Substack, Medium, Ghost, Microblog, Wordpress, etc. are already manifesting this kind of environment. But newsletter or blog-first websites can have one thing in common: a loyal audience, sometimes willing to pay (if available), and/or otherwise willing to return consistently to engage. Same goes for a retailer or boutique storefront, a doctor’s office, a home maintenance service, an airline, a restaurant, a destination. There is more awareness of brands, niches, and products than ever before, and advertising/content creation still works exceptionally well in the media environments across social and algorithmic platforms. So it is still quite possible to build classical awareness, but every touchpoint in the experience thereafter is critical in maintaining interest and earning loyalty to keep that connection strong, as there are so many derailments and distractions that can severe attention. Attaining and retaining loyalty is the important facet of a users’ ongoing engagement with an entity, no matter who or what you represent, insofar as you’ve been discovered.
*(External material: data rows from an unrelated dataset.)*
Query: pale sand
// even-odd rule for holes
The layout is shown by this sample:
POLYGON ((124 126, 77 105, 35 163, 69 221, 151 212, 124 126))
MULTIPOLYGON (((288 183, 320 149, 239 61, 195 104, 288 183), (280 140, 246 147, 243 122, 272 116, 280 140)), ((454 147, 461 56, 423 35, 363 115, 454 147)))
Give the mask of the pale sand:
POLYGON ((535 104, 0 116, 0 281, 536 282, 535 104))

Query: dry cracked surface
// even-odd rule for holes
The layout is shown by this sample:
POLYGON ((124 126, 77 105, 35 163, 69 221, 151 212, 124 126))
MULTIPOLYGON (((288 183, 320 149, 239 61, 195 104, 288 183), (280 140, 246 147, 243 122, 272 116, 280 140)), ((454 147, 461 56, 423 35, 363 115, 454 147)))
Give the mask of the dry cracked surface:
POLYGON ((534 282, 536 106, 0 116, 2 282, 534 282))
Unfortunately, the discovery part is what the Google Zero moment is predicting will become the harshest reality for anyone trying to get a potential audience. While it’s still true that the value exchange is and always will be putting out great content and products and services (it’s arguably difficult for AI to yet do all three), an audience won’t magically find you. Playing the algorithm game is already more convoluted than playing the search engine game ever was (and I know — I was there from the beginning). What we have to hope for is improved curation, visibility through categorical aggregators, the human spirit of finding and elevating great work (using prominently used channels), and hoping that the future holds something to recalibrate the Internet’s search-ability in a way that yields back discovery and connection to the biggest and smallest of what we’ve created. It might very well be that some form of an AI browser will do just that, but I’d rather it be through something more... human.


Brutal, but absolutely on point mixed media work by Thomas Doyle (nice aggregation by Colossal). This kind of tech takeover has been done over the years, but in the medium of faux-antiquated sculptures, it hits differently.

(image via Colossal)

Miniature sculpture artwork depicting a person in a toga looking at a phone device that is piercing their entire face.

A genuinely hopeful take from Greg Storey on the malaise we all are (likely) feeling.

The late-70s malaise birthed MTV, punk, hip-hop, Silicon Valley, and the personal computer revolution. The Depression birthed New Deal reforms, the jazz golden age, and the technological leaps of wartime innovation. The 1890s gloom birthed the Progressive Era, Art Nouveau, and entirely new ways of thinking about society and power.


Hyland Lake Park Reserve.

A body of water is covered with patches of algae and floating vegetation.

A rewatch of Laloux’s Fantastic Planet (1973) re-establishes — in my mind — its boundless inventiveness and vision. It also operates as an historic spiritual precursor to the Scavengers Reign series, which was unjustly cancelled by both HBO Max and Netflix.


Brian Eno:

I remember an early review of one of my ambient records saying something like “No song, no beat, no melody, no movement”—and they weren’t being complimentary. But I think they were accurate, because this is a music of texture and sonic sensuality more than it is any of those things they were alluding to. I’m sure when the first abstract paintings appeared, people said, “No figure, no structure,” etc.… The point about melody and beat and lyric is that they exist to engage you in a very particular way.